It was revealed that the world of Batman #666 was glimpsed by Bruce Wayne, who was thought dead while he was journeying through the time-stream as a result of Darkseid’s Omega Sanction. Bruce's assembling of Batman, Incorporated was a way to not only save Gotham in the future, but save his son from his dark fate. While he succeeded in Damian not becoming that specific incarnation of Batman, he failed in protecting him from harm, with the young Robin finding himself skewered by The Heretic, a Damian clone loyal to their mother Talia.
Damian: Son of Batman
Grant Morrison isn’t the only person to revisit this incarnation of Damian; the character’s co-creator Andy Kubert returning to the world to tell the story of Damian’s rise from Robin to Batman in the miniseries Damian: Son of Batman. The series presents a future that deviates from what we know of the DC Universe even more than Morrison’s take and goes from the death of Dick Grayson at the hands of Joker Fish to the rise of a second Joker to rival Damian’s replacement Batman. It’s unclear if Morrison will roll with his previous collaborators vision for their future Damian, but it’s possible, perhaps even likely, that the time period won’t be addressed at all.

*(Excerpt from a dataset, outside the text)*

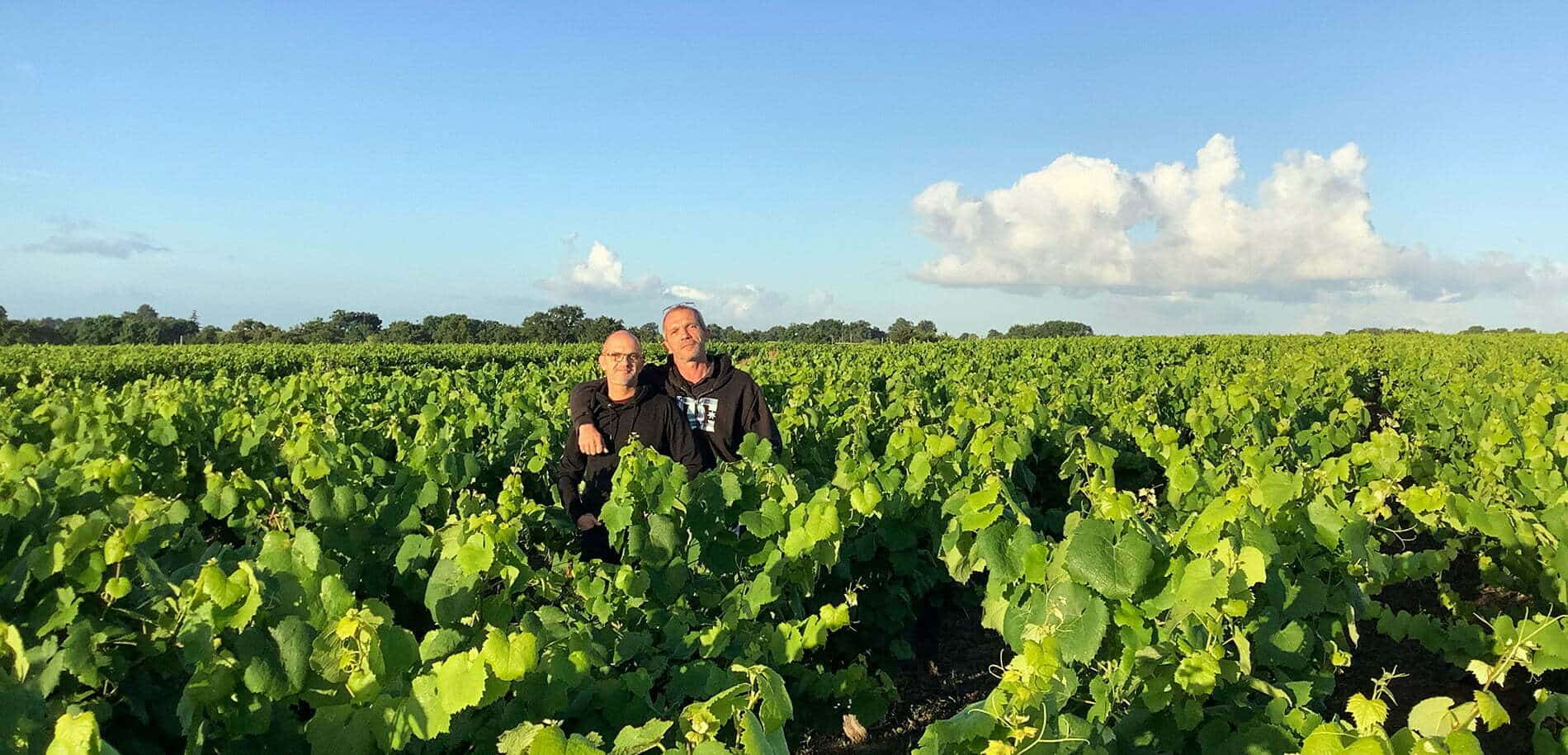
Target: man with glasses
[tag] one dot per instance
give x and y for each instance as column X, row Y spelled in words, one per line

Perhaps the most interesting thing about Arkham Asylum 2 is that it reopens the book on Morrison’s epic Batman run, which lasted eight years across a number of titles. Readers thought the story was finished with the death of Damian, the death of Talia, and the revelations behind Spyral, but it seems there’s more gas left in Morrison's creative tank. The real x-factor for the graphic novel will be Chris Burnham, who has been one of Morrison’s most invigorating collaborators in recent years. The pair bring out the best in each other in the way that only the greatest collaborations achieve. There’s no real timeframe for the release of Arkham Asylum 2 just yet, but fans of Morrison's Batman run will likely be waiting with baited breath for future updates.